Ellen Creager, Knight Ridder News Service:
"The best reason to stop swearing, says O'Connor, is to raise other people's opinion of you. Others might not say anything when you swear, but they are judging your personality and attitude."

Jim Shea, The Hartford Courant:
"It might be tempting to dismiss O'Connor as a crusader. But he comes across as rational, down to earth and possessing an easy sense of humor."

Deneen L. Brown, The Washington Post:
"O'Connor is a nice man. He used to curse himself until he thought about it. He argues that all the unleashed cuss words are chipping away at our civility."

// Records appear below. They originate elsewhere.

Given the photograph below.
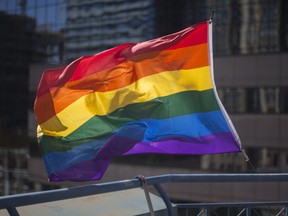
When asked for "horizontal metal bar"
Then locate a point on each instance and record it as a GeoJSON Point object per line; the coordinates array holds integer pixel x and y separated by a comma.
{"type": "Point", "coordinates": [231, 204]}
{"type": "Point", "coordinates": [93, 189]}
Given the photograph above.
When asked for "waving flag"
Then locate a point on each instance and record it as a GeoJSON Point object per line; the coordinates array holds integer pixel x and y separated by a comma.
{"type": "Point", "coordinates": [156, 96]}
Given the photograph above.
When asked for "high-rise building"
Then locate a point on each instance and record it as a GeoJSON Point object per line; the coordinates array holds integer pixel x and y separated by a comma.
{"type": "Point", "coordinates": [250, 41]}
{"type": "Point", "coordinates": [94, 26]}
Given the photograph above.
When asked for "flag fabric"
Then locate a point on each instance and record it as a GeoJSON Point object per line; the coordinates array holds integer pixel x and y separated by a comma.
{"type": "Point", "coordinates": [156, 96]}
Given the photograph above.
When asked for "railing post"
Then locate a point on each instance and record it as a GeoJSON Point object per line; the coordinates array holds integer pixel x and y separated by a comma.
{"type": "Point", "coordinates": [248, 211]}
{"type": "Point", "coordinates": [165, 198]}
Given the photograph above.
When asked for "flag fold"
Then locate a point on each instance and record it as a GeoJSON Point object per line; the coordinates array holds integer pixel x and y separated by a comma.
{"type": "Point", "coordinates": [156, 96]}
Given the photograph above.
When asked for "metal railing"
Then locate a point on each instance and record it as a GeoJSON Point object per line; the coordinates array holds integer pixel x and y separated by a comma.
{"type": "Point", "coordinates": [244, 208]}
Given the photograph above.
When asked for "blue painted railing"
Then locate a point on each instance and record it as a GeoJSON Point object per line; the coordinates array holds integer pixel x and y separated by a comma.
{"type": "Point", "coordinates": [245, 208]}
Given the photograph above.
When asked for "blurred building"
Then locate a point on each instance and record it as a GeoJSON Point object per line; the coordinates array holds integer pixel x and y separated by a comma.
{"type": "Point", "coordinates": [94, 26]}
{"type": "Point", "coordinates": [250, 41]}
{"type": "Point", "coordinates": [24, 42]}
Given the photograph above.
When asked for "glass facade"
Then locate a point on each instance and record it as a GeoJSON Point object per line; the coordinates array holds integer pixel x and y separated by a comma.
{"type": "Point", "coordinates": [55, 32]}
{"type": "Point", "coordinates": [261, 100]}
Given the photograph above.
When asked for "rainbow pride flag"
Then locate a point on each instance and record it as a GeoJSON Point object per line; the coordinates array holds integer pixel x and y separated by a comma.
{"type": "Point", "coordinates": [156, 96]}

Deanna Isaacs, the Reader's Guide:
"It's easy to think positively about O'Connor. He's funny and he's touched a nerve with a lot of people. And it all makes sense, doesn't it? Who can argue with a plea for a return to civility?"

Amy Reynolds Alexander, Investor's Business Daily:
"O'Connor's book is a humorous but effective guide to controlling one's use of foul language. Replacements words are just Band-Aids, he writes. If you swear, try to determine why you feel the need to let filth fly."

Linda Peterson, Biography Magazine:
"Cursing is so pervasive it has lost its shock value-so why do people still do it? It's extremely lazy language, says O'Connor. He adds that we're complaining because we are impatient and intolerant. We allow ourselves to be frustrated over every little thing."

Janie Magruder, The Arizona Republic:
"O'Connor says the goal is not to become a person who doesn't swear, but a person who doesn't need to swear."

Cosmopolitan magazine:
"How to break the high-schoolish speech habit? Jim O'Connor says speak more slowly and don't be afraid to pause and recast your thoughts instead of using worthless words."

HR magazine:
"According to O'Connor, casual swearing may be perceived as a sign of immaturity or weak character. He says employers want workers who are upbeat, can deal with daily aggravations and confront problems with an I-can-fix-it attitude."

Christopher Noxon, The Los Angeles Times:
"To O'Connor, curbing your cursing is akin to fighting crime by ticketing vandals and loiterers–fix the little things and you prevent the big things from ever happening."